To understand why this matters, one must move beyond symbolism and look at the policy logic. Elections generate material consumption, temporary infrastructure, energy use and waste streams across a short but intense cycle. Yet there is still no mainstream national framework that treats the environmental footprint of elections as a measurable governance concern. This gap is no longer acceptable. India now needs to move from scattered innovation to institutional design.

What would that require?

First, green elections must be formally recognised as part of future ready democratic conduct, not as an optional gesture of administrative goodwill. Second, the Election Commission, together with state administrations and local bodies, should evolve a practical protocol that covers campaign material, polling station operations, waste segregation, energy use, mobility planning and post-election disposal. Third, the system must begin measuring the environmental cost of elections. What is not measured is rarely managed. India should estimate the waste and material footprint of major elections and create a roadmap for reduction over time. Fourth, political parties and candidates must be brought into the reform architecture. No meaningful transition is possible if sustainability is expected only from district administrations while campaign ecosystems continue business as usual.

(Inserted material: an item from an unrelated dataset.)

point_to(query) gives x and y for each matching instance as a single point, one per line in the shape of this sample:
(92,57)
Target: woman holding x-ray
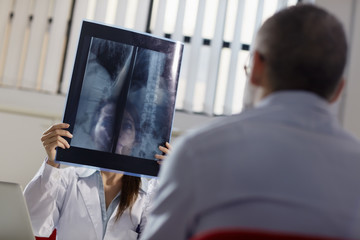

This also requires a change in campaign culture. Single use plastic, PVC flex, synthetic banners and waste heavy public messaging should be steadily phased out. Digital communication, reusable materials, paper-based alternatives where necessary and local eco-friendly production systems should be encouraged. Polling centres should adopt basic green standards such as reusable infrastructure, decentralised waste management and low waste logistics wherever feasible. Training modules for election personnel can integrate sustainability protocols just as they integrate procedural discipline. Vendor ecosystems connected to elections should also be nudged toward certified and recyclable material use.

The policy case is clear. Green elections not burden the electoral process. They rationalise it. They do not dilute political competition. They elevate its civic quality.

More importantly, green elections can achieve something rare in public reform. They can strengthen democratic legitimacy, improve public space, reduce waste, modernise election management and align politics with national development priorities at the same time. In an age of climate pressure and rising ecological vulnerability, this is not a secondary reform. It is part of responsible statecraft.

This is why the phrase green democracy must be taken seriously. A green democracy is not one in which environment appears only in manifestos. It is one in which democratic systems themselves reflect environmental responsibility. Institutions teach by example. When the conduct of elections becomes cleaner, leaner and more future conscious, it quietly reshapes what citizens come to expect from governance as a whole.

World Earth Day gives India an opportunity to widen its democratic imagination. The future is not built only through speeches on sustainability. It is built through the everyday architecture of public systems. The polling booth, the campaign trail, the district election office, the voter awareness programme and the material choices made by parties are all part of that architecture.

India has already proved that democracy at scale is possible. The time has come to prove that democracy at scale can also be green.

(The views expressed are personal)

This article is authored by Heera Lal, secretary, National Integration, Government of Uttar Pradesh & Nagender Parashar, founder, Nagender Parashar Foundation.